I had a scenario where I was using jupyter notebook on a dev server. The server had version 0.9.0 of XGBoost where I needed to version 1.0.1 to run a specific model. I pip installed 1.0.1 into my home folder and tried to run the model but I got the following error when loading the pickle file.

File “/home/user1/.local/lib/python3.6/site-packages/xgboost/core.py”, line 1093, in setstate
_LIB.XGBoosterUnserializeFromBuffer(handle, ptr, length))
File “/usr/local/lib/python3.6/ctypes/init.py”, line 361, in getattr
func = self.getitem(name)
File “/usr/local/lib/python3.6/ctypes/init.py”, line 366, in getitem
func = self._FuncPtr((name_or_ordinal, self))
AttributeError: /usr/local/xgboost/libxgboost.so: undefined symbol: XGBoosterUnserializeFromBuffer

After some debugging I found the issue in the following are core.py file and def _load_lib(): method

for lib_path in lib_paths:
    try:
        # needed when the lib is linked with non-system-available
        # dependencies
        os.environ['PATH'] = os.pathsep.join(
            pathBackup + [os.path.dirname(lib_path)])
        lib = ctypes.cdll.LoadLibrary(lib_path)
        lib_success = True
    except OSError as e:
        os_error_list.append(str(e))
        continue
    finally:
        os.environ['PATH'] = os.pathsep.join(pathBackup)

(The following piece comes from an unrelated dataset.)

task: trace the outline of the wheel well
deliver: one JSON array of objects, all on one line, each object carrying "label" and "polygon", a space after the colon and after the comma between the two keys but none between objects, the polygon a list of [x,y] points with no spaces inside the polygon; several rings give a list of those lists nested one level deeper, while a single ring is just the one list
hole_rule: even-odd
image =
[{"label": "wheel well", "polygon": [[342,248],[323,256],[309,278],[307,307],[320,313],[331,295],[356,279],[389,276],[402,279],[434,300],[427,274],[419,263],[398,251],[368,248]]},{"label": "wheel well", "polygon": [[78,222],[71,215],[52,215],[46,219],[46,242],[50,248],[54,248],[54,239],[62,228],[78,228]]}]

That code tries to load the libxgboost.so library file. The problem that it doesn’t exist once it find the file. In my case it found the file in the correct location which my user folder, but instead of exist the for loop continued and then picked up the old library from the server. It should have stopped once it found the correct file.

The tricky issue is that there isn’t a guarantee that the first found library is the correct library. In some cases, the second or third DLL may be the correct one.